Flying trapeze is not for the faint of heart or spirit. We work on skills relentlessly. We are persistent in our pursuit and grab hold of the smallest increments of progress.
We tweak, and adjust, scale back, and eventually, often after many years. reach new heights.
This is the same approach I take with my daily rituals.
For over seven years I have started every day with fitness or movement and meditation and ended every day with My Daily Recap, a journaling exercise I created to put my day in perspective. In between, I practice other daily rituals, including publishing to this blog.
My experience with flying trapeze has given me two core mindset pieces that have helped me sustain these daily practices.
Persistence
You do the things every day, even if they do not appear to be generating results. As long as you are moving, you cannot be stuck.
When it feels like too much, the question is rarely whether to quit or start, but rather how to adjust.
How do you make a practice more effective? Sometimes it requires scaling back in quantity or quality, or power or intensity, but quitting isn’t an option (unless it is time to quit, but that’s another topic). You keep going. Every day.
Patience
In trapeze, we invest so much effort to generate greater height in the swing.
And here’s the catch (ha! Pun not intended): each time we gain height in the swing, we need to adjust the mechanics of the swing and of our tricks. Every action leads to the next action. Changing one small piece changes everything.
A higher swing requires more patience before each movement — the arc of the swing is longer, so everything takes more time.
I always say that flying trapeze is a sport where we take three steps backwards to take one step forward. And sometimes that forward step is a baby step.

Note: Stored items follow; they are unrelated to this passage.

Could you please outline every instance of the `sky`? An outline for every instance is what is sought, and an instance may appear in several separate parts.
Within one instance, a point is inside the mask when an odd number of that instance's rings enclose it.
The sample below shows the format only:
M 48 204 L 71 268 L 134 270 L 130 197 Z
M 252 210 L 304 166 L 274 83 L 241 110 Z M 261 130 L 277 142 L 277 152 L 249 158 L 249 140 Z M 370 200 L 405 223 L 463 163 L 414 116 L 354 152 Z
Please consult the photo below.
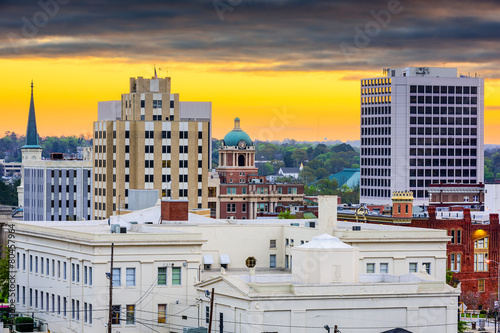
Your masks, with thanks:
M 172 77 L 211 101 L 213 136 L 359 140 L 360 83 L 385 67 L 485 78 L 485 143 L 500 144 L 500 1 L 0 0 L 0 136 L 90 135 L 129 77 Z

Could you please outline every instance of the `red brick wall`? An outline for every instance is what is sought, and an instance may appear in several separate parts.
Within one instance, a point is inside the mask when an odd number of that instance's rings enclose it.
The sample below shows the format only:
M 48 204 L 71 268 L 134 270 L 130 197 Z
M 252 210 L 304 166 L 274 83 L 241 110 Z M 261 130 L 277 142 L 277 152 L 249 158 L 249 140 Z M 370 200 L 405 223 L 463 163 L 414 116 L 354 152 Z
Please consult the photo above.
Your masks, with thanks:
M 162 221 L 187 221 L 189 201 L 163 200 L 161 202 Z

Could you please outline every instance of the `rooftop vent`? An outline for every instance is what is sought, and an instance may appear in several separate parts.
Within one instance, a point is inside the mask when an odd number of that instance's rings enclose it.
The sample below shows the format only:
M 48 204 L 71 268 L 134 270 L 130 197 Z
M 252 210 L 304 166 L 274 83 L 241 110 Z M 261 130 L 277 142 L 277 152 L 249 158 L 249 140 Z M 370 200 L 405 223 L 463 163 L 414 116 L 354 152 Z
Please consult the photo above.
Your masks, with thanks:
M 361 231 L 361 226 L 360 225 L 353 225 L 352 231 Z

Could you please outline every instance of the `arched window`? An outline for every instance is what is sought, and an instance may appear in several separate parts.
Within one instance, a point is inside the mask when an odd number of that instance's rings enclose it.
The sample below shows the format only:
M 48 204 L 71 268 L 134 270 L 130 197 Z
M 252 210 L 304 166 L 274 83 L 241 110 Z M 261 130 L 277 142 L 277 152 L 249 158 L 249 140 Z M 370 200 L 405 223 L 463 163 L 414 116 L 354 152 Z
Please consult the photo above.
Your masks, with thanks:
M 238 155 L 238 166 L 245 166 L 245 156 Z

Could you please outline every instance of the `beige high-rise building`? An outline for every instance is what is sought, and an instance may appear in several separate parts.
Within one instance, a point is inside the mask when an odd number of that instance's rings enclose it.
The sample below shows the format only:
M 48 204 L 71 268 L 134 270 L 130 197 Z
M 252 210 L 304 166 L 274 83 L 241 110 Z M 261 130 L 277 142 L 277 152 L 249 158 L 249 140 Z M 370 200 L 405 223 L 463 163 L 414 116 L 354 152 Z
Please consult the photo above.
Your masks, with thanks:
M 170 82 L 131 78 L 121 115 L 94 123 L 94 218 L 129 210 L 134 189 L 207 207 L 211 103 L 192 102 L 183 117 Z

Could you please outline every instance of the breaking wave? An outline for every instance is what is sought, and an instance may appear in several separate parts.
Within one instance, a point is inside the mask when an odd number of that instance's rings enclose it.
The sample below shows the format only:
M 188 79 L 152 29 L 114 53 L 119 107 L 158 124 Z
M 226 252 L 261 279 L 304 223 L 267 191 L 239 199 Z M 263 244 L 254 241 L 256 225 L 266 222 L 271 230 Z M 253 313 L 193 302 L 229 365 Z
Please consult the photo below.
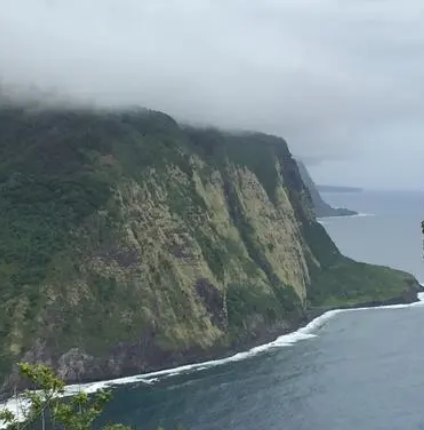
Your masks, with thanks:
M 424 286 L 424 284 L 421 284 L 421 285 Z M 314 338 L 318 336 L 319 329 L 338 314 L 345 313 L 345 312 L 360 312 L 363 310 L 370 310 L 370 309 L 380 311 L 384 309 L 404 309 L 404 308 L 412 308 L 412 307 L 419 307 L 419 306 L 422 307 L 424 306 L 424 292 L 418 293 L 418 300 L 419 300 L 418 302 L 411 303 L 411 304 L 388 305 L 388 306 L 379 306 L 375 308 L 331 310 L 315 318 L 314 320 L 309 322 L 309 324 L 298 329 L 293 333 L 282 335 L 272 342 L 266 343 L 264 345 L 256 346 L 254 348 L 249 349 L 248 351 L 239 352 L 230 357 L 205 361 L 203 363 L 187 364 L 185 366 L 179 366 L 173 369 L 150 372 L 150 373 L 130 376 L 126 378 L 99 381 L 99 382 L 87 383 L 87 384 L 69 385 L 66 387 L 64 396 L 72 396 L 74 394 L 77 394 L 81 390 L 84 390 L 87 393 L 95 393 L 96 391 L 99 391 L 105 388 L 116 387 L 119 385 L 127 385 L 127 384 L 135 384 L 135 383 L 144 383 L 144 384 L 151 385 L 163 378 L 169 378 L 169 377 L 184 374 L 184 373 L 190 373 L 190 372 L 195 372 L 199 370 L 209 369 L 211 367 L 220 366 L 226 363 L 246 360 L 250 357 L 257 356 L 258 354 L 261 354 L 271 349 L 289 347 L 297 342 Z M 9 399 L 7 402 L 0 404 L 0 408 L 7 408 L 11 412 L 15 413 L 15 415 L 18 417 L 22 417 L 23 411 L 25 411 L 27 407 L 28 407 L 28 403 L 24 402 L 22 399 L 19 399 L 19 397 L 17 399 Z M 2 423 L 0 423 L 0 428 L 4 428 Z

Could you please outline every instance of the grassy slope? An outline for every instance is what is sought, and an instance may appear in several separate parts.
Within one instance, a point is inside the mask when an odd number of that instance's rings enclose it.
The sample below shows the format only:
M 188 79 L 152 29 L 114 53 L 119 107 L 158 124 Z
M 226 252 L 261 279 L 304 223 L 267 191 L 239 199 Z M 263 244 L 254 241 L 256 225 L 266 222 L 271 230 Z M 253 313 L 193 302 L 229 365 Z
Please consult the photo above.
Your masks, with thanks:
M 408 273 L 343 259 L 315 278 L 310 300 L 314 307 L 342 308 L 400 299 L 411 287 L 418 286 Z
M 48 358 L 138 339 L 134 366 L 149 367 L 158 351 L 227 345 L 308 303 L 409 286 L 341 257 L 282 139 L 158 113 L 10 109 L 0 125 L 0 374 L 36 340 Z

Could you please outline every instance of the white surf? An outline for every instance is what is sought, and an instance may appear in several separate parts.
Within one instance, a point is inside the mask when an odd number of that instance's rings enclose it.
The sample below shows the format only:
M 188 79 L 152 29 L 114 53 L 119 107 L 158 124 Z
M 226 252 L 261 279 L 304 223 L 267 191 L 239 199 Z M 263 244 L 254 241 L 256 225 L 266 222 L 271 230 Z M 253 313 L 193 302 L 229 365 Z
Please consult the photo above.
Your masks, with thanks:
M 421 284 L 424 286 L 424 284 Z M 78 385 L 68 385 L 65 389 L 64 396 L 72 396 L 79 391 L 83 390 L 87 393 L 95 393 L 96 391 L 110 388 L 119 385 L 126 384 L 135 384 L 135 383 L 144 383 L 144 384 L 154 384 L 159 379 L 169 378 L 172 376 L 180 375 L 183 373 L 195 372 L 199 370 L 208 369 L 215 366 L 220 366 L 226 363 L 237 362 L 241 360 L 246 360 L 250 357 L 254 357 L 258 354 L 261 354 L 265 351 L 274 348 L 283 348 L 292 346 L 293 344 L 304 341 L 307 339 L 314 338 L 318 335 L 318 330 L 324 326 L 329 320 L 334 318 L 336 315 L 344 313 L 344 312 L 359 312 L 364 310 L 385 310 L 385 309 L 404 309 L 404 308 L 412 308 L 412 307 L 424 307 L 424 292 L 418 293 L 418 302 L 411 304 L 399 304 L 399 305 L 388 305 L 388 306 L 379 306 L 375 308 L 356 308 L 356 309 L 335 309 L 315 318 L 309 324 L 304 327 L 301 327 L 297 331 L 289 334 L 282 335 L 275 339 L 272 342 L 266 343 L 264 345 L 259 345 L 254 348 L 249 349 L 248 351 L 239 352 L 230 357 L 225 357 L 217 360 L 205 361 L 203 363 L 195 363 L 195 364 L 187 364 L 184 366 L 175 367 L 172 369 L 161 370 L 157 372 L 150 372 L 145 374 L 140 374 L 136 376 L 130 376 L 126 378 L 105 380 L 87 384 L 78 384 Z M 28 408 L 28 403 L 23 401 L 21 398 L 17 397 L 14 399 L 9 399 L 8 401 L 0 404 L 0 409 L 6 408 L 13 412 L 15 416 L 19 419 L 22 419 L 24 415 L 24 411 Z M 0 423 L 0 428 L 4 428 L 5 425 Z

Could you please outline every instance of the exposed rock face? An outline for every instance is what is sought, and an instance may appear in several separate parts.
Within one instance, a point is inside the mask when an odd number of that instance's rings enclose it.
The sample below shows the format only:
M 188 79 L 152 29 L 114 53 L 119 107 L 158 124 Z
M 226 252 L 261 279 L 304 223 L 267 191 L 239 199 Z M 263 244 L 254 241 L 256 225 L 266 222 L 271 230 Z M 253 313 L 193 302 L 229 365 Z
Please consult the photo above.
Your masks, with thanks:
M 108 379 L 267 340 L 311 307 L 416 291 L 339 253 L 280 138 L 3 109 L 0 141 L 6 390 L 20 359 Z

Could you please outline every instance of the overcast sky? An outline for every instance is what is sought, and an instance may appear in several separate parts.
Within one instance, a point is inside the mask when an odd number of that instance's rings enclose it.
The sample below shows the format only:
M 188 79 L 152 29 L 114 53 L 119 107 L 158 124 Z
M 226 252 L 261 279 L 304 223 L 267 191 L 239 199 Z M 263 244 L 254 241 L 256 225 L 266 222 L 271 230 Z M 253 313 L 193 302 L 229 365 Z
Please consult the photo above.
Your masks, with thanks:
M 423 0 L 1 0 L 3 85 L 285 137 L 317 182 L 424 186 Z

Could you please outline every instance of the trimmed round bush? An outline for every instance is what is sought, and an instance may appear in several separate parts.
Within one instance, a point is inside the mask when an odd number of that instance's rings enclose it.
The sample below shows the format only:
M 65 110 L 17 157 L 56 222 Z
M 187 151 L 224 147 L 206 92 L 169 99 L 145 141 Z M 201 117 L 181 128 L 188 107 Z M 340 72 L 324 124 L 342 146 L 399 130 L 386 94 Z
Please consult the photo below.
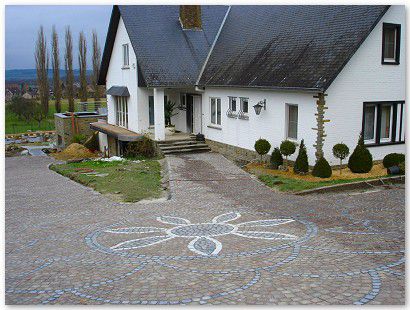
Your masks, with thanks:
M 302 140 L 299 146 L 299 154 L 296 158 L 295 165 L 293 166 L 293 172 L 295 173 L 307 173 L 309 172 L 309 162 L 306 152 L 305 142 Z
M 333 146 L 333 156 L 339 158 L 340 160 L 340 167 L 339 171 L 342 174 L 342 163 L 343 159 L 349 156 L 350 150 L 349 147 L 344 143 L 338 143 Z
M 268 154 L 270 147 L 271 145 L 268 140 L 265 140 L 265 139 L 256 140 L 255 151 L 261 156 L 261 161 L 262 161 L 262 156 L 265 154 Z
M 282 141 L 280 144 L 280 152 L 282 153 L 283 156 L 288 157 L 295 153 L 296 151 L 296 144 L 292 141 L 285 140 Z
M 332 168 L 324 157 L 319 158 L 312 170 L 312 175 L 319 178 L 330 178 Z
M 87 139 L 87 141 L 84 142 L 84 146 L 85 146 L 87 149 L 91 150 L 91 151 L 97 151 L 97 150 L 99 150 L 100 145 L 99 145 L 99 143 L 98 143 L 98 132 L 97 132 L 97 131 L 94 132 L 94 133 L 92 134 L 92 136 L 89 137 L 89 138 Z
M 155 156 L 154 142 L 145 136 L 140 140 L 129 142 L 124 152 L 124 157 L 127 158 L 139 156 L 146 158 Z
M 392 166 L 398 166 L 400 163 L 406 160 L 405 155 L 401 153 L 390 153 L 384 156 L 383 166 L 384 168 L 390 168 Z
M 283 165 L 283 157 L 277 147 L 273 149 L 272 155 L 270 156 L 270 165 L 273 169 L 278 169 L 279 166 Z
M 353 173 L 367 173 L 373 168 L 373 156 L 364 145 L 363 137 L 359 141 L 352 155 L 350 155 L 348 167 Z

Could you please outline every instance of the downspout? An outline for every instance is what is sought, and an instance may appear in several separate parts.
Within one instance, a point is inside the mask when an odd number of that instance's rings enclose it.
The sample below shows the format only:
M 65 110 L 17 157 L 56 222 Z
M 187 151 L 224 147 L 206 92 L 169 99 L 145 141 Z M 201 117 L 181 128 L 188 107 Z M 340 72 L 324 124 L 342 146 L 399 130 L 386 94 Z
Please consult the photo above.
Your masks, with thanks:
M 317 99 L 315 113 L 316 128 L 312 128 L 313 130 L 316 130 L 316 144 L 313 145 L 313 147 L 316 149 L 316 161 L 323 157 L 323 145 L 326 137 L 325 123 L 330 122 L 329 119 L 325 119 L 325 110 L 327 110 L 325 101 L 326 96 L 327 94 L 325 94 L 324 92 L 318 93 L 317 95 L 313 96 L 313 98 Z

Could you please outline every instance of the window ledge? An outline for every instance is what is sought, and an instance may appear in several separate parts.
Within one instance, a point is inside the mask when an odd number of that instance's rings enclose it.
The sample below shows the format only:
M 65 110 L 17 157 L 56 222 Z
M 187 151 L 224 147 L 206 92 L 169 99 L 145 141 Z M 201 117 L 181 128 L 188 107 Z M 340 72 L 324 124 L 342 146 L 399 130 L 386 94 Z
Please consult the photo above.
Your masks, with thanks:
M 130 68 L 130 66 L 122 66 L 122 70 L 127 70 L 127 69 L 129 69 Z
M 368 143 L 364 144 L 365 147 L 376 147 L 376 146 L 386 146 L 386 145 L 395 145 L 395 144 L 404 144 L 405 141 L 395 141 L 395 142 L 380 142 L 380 143 Z
M 222 127 L 217 126 L 217 125 L 208 125 L 207 127 L 212 128 L 212 129 L 222 130 Z

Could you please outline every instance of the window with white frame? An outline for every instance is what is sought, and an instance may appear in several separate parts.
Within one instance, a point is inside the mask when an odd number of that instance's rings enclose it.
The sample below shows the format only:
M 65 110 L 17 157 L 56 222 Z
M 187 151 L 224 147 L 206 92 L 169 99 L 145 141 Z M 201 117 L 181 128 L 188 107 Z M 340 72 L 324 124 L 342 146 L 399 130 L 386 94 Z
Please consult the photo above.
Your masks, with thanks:
M 236 112 L 236 97 L 229 97 L 229 109 Z
M 211 124 L 221 125 L 221 98 L 210 98 Z
M 365 102 L 362 131 L 367 145 L 404 143 L 404 101 Z
M 241 111 L 243 113 L 248 113 L 249 110 L 249 98 L 240 97 L 241 99 Z
M 292 140 L 298 139 L 298 106 L 287 104 L 287 138 Z
M 383 23 L 382 64 L 400 63 L 400 28 L 398 24 Z
M 130 53 L 128 44 L 122 45 L 122 66 L 123 68 L 128 68 L 130 66 Z
M 117 126 L 128 128 L 128 103 L 127 97 L 116 97 L 115 120 Z

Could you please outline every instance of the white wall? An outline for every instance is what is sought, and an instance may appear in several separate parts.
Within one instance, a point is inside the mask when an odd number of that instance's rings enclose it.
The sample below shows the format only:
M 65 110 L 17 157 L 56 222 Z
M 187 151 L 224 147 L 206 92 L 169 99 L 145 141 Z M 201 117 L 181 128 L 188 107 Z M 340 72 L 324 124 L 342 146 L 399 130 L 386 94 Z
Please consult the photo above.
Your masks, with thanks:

When you spend a lot of time stepping backwards, it becomes easy to believe that you will never make a step forward. This is where another lesson from trapeze comes into play: Patience’s which is rooted in trust.
Trapeze follows the laws of nature. In this case, gravity.
When you stand on the platform and send the trapeze bar out, it comes back to you. What goes out comes back. What goes up comes down. And what goes down eventually bounces back up.
You have to be patient enough to wait for it.
Finding the Right Proportions
Too much patience can lead to complacency and not taking action. The reminder to “trust the process” only works if you’re doing the process. It doesn’t work on its own.
On the other hand, too much persistence isn’t good. When you’re on the receiving end of someone who is too persistent it’s annoying. And when you’re too persistent and not seeing results yet, it can be frustrating.
In every long-term endeavor, it’s crucial to find the right mix of patience and persistence.
You hold on to the main pieces of the vision while letting go of the details you don’t need. You release attachment to the outcome while working — and sometimes adjusting — the process.
Remember that the laws of nature apply. Whatever lands in the net eventually bounces back up.